Une offre « quantum as a service »
En parallèle, Scaleway a dévoilé un autre accord avec Quandela, start-up française très en vue travaillant dans le domaine du quantique. Le fruit de ce rapprochement ? Un service quantique à la demande (QaaS) disponible dès aujourd’hui. Reposant sur la technologie de Quandela et l’infrastructure de Scaleway, ce service doit être « un environnement propice à l'expérimentation et à l'optimisation des algorithmes quantiques ». Le service QaaS est « propulsé par un simulateur de circuit de Quandela, et accéléré par les cartes H100 Tensor Core de Nvidia » précise le fournisseur cloud. Pour ce dernier, cela constitue une avancée technologique considérable « en attendant la maturité des unités de traitement quantique à grande échelle, prévue d'ici 2027-2030 ». Pour Damien Lucas, il s’agit de l’association parfaite : « Notre nouveau service QaaS […] offre une expérience quantique dès maintenant tout en préparant le terrain pour l'avenir ».

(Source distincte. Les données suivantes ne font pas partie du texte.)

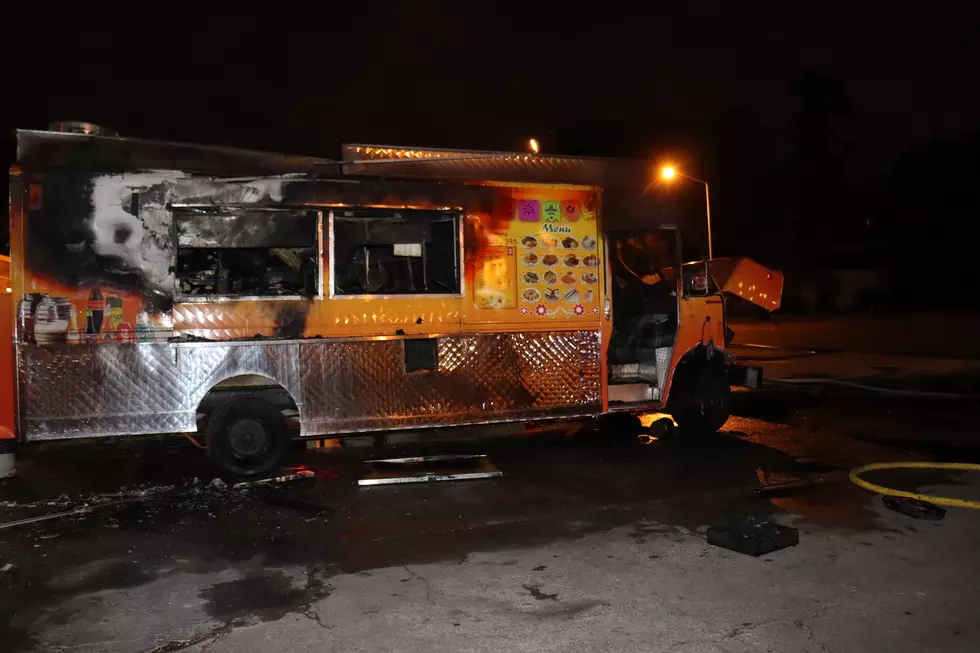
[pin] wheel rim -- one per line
(248, 439)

De son côté, Jean Senellart, directeur produit chez Quandela a souligné l’avantage d’un tel partenariat : « Ce service ouvre la voie au développement d'algorithmes quantiques hybrides préparant les industries à l'ère quantique ». La jeune pousse, qui travaille d’ores et déjà avec OVH en lui fournissant des plateformes de calcul, agrandit ainsi son cercle d’utilisateurs. Enfin, Damien Lucas a précisé que Scaleway s’associera également aux entreprises suivantes – Poolside, Free Pro, Hugging Face et Mistral AI – pour poursuivre son objectif de rayonnement dans l’écosystème d’IA.